Tag: máquina de escrever

  • Astenopia

    Francis Ivanovich e Lourdinha. (Foto Maya Ivanovna)

    Por Francis Ivanovich:


    Um cansaço de telas. Elas estão por todo lado. Fadiga ocular digital — astenopia. Talvez eu esteja sofrendo da síndrome da visão computacional, talvez. A primeira tela a ocupar o olhar provavelmente foi a obra de arte pintada pelos artistas do passado, geralmente retratando o divino, o poder, a cena de uma batalha ou a vida.
    Depois surge a fotografia, que tem como data oficial o ano de 1826, criada pelo francês Joseph Niépce.

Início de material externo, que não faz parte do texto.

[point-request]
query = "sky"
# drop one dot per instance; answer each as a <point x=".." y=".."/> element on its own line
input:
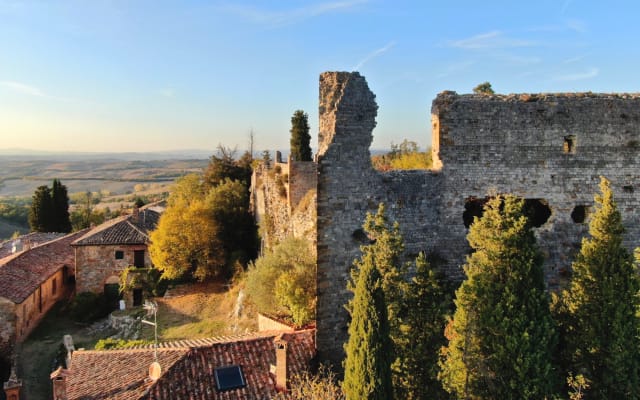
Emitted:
<point x="156" y="75"/>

As pessoas passaram a ficar diante dessa nova tela, desse “milagre” que capturava a realidade para sempre.
    Chegamos ao ano de 1895, e uma grande tela nasce diante dos olhos dos seres humanos: o cinema. A primeira exibição pública acontece em Paris, graças aos irmãos Lumière, através do cinematógrafo. No dia 28 de dezembro daquele ano, os parisienses ficaram espantados com as cenas projetadas na grande tela, em que se viam trabalhadores saindo de uma fábrica.
    Não tardaria e, na década de 1920, é a vez do surgimento de uma tela que iria revolucionar o mundo: a televisão. Essa tela entraria em cada lar e se tornaria um membro permanente de cada família. O sr. John Baird fez a primeira demonstração da televisão em 1926.
    Passados apenas 49 anos, nasce diante de nossos olhos uma tela que mudaria nossas vidas e a maneira de ver o mundo: o computador de uso pessoal. É o ano de 1975, quando chega ao mercado o computador Altair 8800. Dá-se início à era dos PCs que, com a IBM e a Apple, nos anos 80, ganhariam o mundo, tornando obsoletas antigas formas de comunicação.
    A internet, que surgiu no meio militar nos anos 60, com a popularização dos PCs ganha vida entre as pessoas comuns e as empresas. A tela do computador torna-se o novo altar para o qual dirigimos nosso olhar.
    Enquanto tudo isso acontecia, lá atrás, em 1973, um sujeito chamado Martin Cooper, engenheiro da Motorola, inventava o aparelho celular, dando início à telefonia móvel. Esse era o berço de uma nova tela que viria a ser dominante: a tela do celular, que, com a Apple de Steve Jobs, assumiu o centro da nossa atenção.
    A tela do celular é hoje o nosso mundo, o nosso dia a dia, para o bem e para o mal. As telas estão por todo lado.
    Elas nos seduzem, nos aprisionam. Não há mais como fugir delas: estão por toda parte. Não foi por acaso que, no último sábado, fui à feira da Praça XV à procura de uma máquina de escrever.
    A encontrei.
    Linda, sujinha, abandonada: uma Olivetti Lettera 25, criada nos anos 70. Apesar do estado, ainda tinha até a fita com tinta. O vendedor não sabia operá-la. Examinei o lindo teclado branco, seu corpo, seus tipos, seu funcionamento.
    Me apaixonei.
    Vou levar Lourdinha para casa. Até a bolsa original ela possui. Relíquia.
    Lourdinha precisa de banho, teto e atenção. Prometo-lhe amor eterno. E o melhor: Lourdinha não tem tela eletrônica, digital, iluminada, cansando meus olhos, causando dor de cabeça, cansaço.
    Lourdinha ainda sabe cantar. Seu canto me lembra um trem que viaja por uma estrada de letras que são gravadas na folha branca — essa tela real, palpável, concreta.
    (Esta crônica foi escrita por Lourdinha.)
    Sinto-me revitalizado. Tornei-me mais humano, menos máquina, porque Lourdinha é extensão real das minhas mãos, dos meus dedos, dos meus ouvidos.
    Lourdinha não necessita de eletricidade, baterias, wi-fi ou internet. Ela só precisa de mim, inteiro. E eu dela, que agora é o meu descanso da opressão das telas digitais que dominam o mundo.
    Bem-vinda, Lourdinha. Você sempre foi, desde menino, o meu “brinquedo” favorito na casa de minha tia Lourdes.